THIS year marks the 100th anniversary of the end of the First World War, and the Argus has teamed up with a campaign to mark the contribution of Gwent people in the Great War.

The column is written by organisers of a project called ‘Journey’s End’ and its title reflects how many of the dead were buried here and how the search is hoped to be complete in time for the 100th anniversary of the end of the First World War on November 11.

ON JANUARY 14 1918, it was announced in Parliament that Lady Mackworth, daughter of Lord Rhondda of Llanwern House, had been appointed Chief Controller of Women’s Recruiting for the whole of Britain.

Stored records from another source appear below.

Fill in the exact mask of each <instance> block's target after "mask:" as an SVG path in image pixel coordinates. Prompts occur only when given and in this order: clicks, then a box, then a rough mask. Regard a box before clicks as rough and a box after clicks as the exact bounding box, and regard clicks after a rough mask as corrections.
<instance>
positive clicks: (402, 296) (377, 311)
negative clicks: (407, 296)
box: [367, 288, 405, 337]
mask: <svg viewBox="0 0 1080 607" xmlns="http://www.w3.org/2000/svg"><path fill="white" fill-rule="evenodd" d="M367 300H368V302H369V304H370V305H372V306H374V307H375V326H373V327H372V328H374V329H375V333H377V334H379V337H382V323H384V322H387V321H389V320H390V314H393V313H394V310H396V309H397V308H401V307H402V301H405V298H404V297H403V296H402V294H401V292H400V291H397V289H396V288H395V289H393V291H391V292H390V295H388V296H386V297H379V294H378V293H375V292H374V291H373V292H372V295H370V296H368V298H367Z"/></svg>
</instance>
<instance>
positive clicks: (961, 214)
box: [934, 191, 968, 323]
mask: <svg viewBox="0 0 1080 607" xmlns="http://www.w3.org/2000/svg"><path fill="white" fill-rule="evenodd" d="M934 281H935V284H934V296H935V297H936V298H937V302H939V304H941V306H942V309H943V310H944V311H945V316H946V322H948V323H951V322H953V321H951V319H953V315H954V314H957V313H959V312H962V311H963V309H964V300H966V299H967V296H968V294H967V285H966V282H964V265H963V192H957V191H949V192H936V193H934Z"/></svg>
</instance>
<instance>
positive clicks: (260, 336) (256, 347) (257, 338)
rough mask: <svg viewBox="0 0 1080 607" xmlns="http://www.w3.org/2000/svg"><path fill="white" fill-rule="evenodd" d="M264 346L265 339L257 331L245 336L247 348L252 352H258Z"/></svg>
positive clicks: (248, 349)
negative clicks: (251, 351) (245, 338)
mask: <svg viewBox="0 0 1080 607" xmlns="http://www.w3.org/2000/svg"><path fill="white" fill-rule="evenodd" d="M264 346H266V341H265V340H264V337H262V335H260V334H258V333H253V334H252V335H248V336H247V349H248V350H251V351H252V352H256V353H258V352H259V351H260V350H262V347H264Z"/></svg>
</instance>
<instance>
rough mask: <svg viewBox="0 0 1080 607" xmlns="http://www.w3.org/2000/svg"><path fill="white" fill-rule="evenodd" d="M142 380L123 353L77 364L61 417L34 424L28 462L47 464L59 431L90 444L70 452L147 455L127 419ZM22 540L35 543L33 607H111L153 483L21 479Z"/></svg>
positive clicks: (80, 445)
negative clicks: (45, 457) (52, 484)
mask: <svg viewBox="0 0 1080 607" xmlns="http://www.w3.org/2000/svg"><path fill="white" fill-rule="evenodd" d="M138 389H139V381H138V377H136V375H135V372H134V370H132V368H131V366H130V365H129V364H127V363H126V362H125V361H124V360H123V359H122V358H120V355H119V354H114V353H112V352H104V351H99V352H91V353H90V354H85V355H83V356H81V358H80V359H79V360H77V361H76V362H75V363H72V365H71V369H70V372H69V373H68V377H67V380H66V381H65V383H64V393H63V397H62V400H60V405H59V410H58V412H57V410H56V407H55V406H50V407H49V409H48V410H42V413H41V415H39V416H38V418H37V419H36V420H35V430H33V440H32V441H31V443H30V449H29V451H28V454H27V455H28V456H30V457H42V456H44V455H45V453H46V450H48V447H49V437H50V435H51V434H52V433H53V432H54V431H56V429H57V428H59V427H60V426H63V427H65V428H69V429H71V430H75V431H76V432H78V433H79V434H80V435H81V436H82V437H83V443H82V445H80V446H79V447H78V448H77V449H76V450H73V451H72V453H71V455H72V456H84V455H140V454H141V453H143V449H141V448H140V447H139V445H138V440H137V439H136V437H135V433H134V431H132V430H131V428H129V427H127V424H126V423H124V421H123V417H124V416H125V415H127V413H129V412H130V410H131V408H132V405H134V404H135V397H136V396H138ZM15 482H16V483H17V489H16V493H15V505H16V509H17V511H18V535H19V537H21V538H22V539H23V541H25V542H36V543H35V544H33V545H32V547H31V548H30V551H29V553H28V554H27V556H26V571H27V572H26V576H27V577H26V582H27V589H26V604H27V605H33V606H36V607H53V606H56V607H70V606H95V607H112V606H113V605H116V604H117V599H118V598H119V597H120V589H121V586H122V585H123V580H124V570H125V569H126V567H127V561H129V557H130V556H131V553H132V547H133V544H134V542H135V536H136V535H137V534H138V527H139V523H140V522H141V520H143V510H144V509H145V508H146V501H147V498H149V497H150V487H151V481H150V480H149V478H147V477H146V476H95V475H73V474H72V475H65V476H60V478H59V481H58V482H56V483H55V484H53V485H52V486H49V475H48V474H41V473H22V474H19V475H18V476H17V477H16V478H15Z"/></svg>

She thus became one of the most prominent women in the country. Margaret Mackworth had gained considerable business experience by taking charge of her father’s affairs when he was abroad and by 1918 was a director of 27 companies and chairman of several, including the Sanatogen tonic wine company.

As a militant suffragette she had been briefly imprisoned in 1913 after putting an incendiary device into a postbox in Risca Road, Newport, but during the war took the path of many other suffragettes in giving full support for the war effort as a means of converting the government to the cause of women’s suffrage.

In 1915 she had been on the Lusitania when it was sunk by a U-boat off the coast of Ireland. Prior to her appointment she had been responsible for recruiting members of the Women’s Auxiliary Army Corps in Wales.

As the Argus reported, “she will be practically the head of a board of women who are controlling the war work of hundreds of thousands of other women”, including with the armed forces , in industry and on the land. After the war, having made a success of her wartime duties, she was to spend the next 50 years running her father’s business empire and campaigning for women’s rights.